If TV Show Taglines Told The Truth..

If there’s one thing our American friends love more than guns and the phrase “touch base”, it’s giving their TV shows taglines. Some are good (Winter Is Coming) some less so.. (Sleep Is For Babies), but we’re not so hot on it here in the UK, so we’ve decided to give our favourite programmes their own slogans. More suggestions welcome..

MIDSOMER MURDERS: Cast-iron proof that immigrants don’t boost crime rates.
10 O’CLOCK NEWS: The economy is even more screwed than it was yesterday..
X FACTOR: Vote for me because when I was growing up my family only had one car.
SHERLOCK: Conan-Doyle with iPhones, on-screen text messages and rapid banter.
DOCTOR WHO: Only two people genuinely understand what’s going on any more and one of them is lying.
NEWSNIGHT: Politicians try to out-lie each other as Paxman waves his cock about like a diva.
THE APPRENTICE: This definitely isn’t the best young business talent in the UK.
SKINS: These plot-lines form 90% of The Daily Mail’s news content.
THE JEREMY KYLE SHOW: Some day one of these chavs is going to rip his stupid face right off.
THE ONE SHOW: Mainstream fluff best watched while you’re doing something else..
BOARDWALK EMPIRE: Sopranos Origins.

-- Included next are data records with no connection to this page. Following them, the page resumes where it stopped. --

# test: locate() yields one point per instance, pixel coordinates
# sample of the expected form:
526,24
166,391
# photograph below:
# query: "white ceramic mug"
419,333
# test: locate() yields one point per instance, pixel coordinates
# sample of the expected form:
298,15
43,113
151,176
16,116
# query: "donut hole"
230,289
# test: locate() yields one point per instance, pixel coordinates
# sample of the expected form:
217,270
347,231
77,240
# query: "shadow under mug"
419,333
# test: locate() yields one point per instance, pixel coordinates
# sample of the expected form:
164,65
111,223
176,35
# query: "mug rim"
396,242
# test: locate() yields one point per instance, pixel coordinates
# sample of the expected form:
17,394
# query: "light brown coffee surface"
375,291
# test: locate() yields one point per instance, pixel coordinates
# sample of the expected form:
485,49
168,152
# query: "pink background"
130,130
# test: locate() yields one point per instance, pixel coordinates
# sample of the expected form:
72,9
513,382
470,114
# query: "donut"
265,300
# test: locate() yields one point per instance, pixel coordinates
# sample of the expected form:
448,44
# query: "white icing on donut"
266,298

More expensive than an RBS bonus bill.
TOP GEAR: Are you an upper-class English person? Then fuck off. Also, fast cars.
COME DINE WITH ME: It’s a Saturday afternoon and you still haven’t got out of bed. And the commentator’s hilarious ™.
THE KILLING: Watching programmes with subtitles makes you cleverer.
THE ONLY WAY IS ESSEX: ..If you own a fake-tanning business.
MADE IN CHELSEA: TOWIE + servants + champagne + the word ‘yah’.
MAD MEN: Day-time benders, office naps, Joan’s ass. Everything was better before sexism was bad.
MAD DOGS We spent all the cash on British acting talent and got an intern to write the script.
STRICTLY COME DANCING: Your licence fee paid for Brucie’s cryo-chamber so you might as well watch.
HORIZON: Someone’s getting screwed over somewhere. Next up, ‘Don’t Tell The Bride’.
WONDERS OF THE UNIVERSE: Some stuff is a million trillion billion million times as big a football pitch.
HUSTLE: This bastard is so posh that he may break your TV. Watch us rip him off.
JAMIE OLIVER: This meal will taste amazing but the raw ingredients will cost you about £30.
EASTENDERS: No one leaves the square, which is good news for the rest of us.
OUTNUMBERED Middle class kids say the funniest things.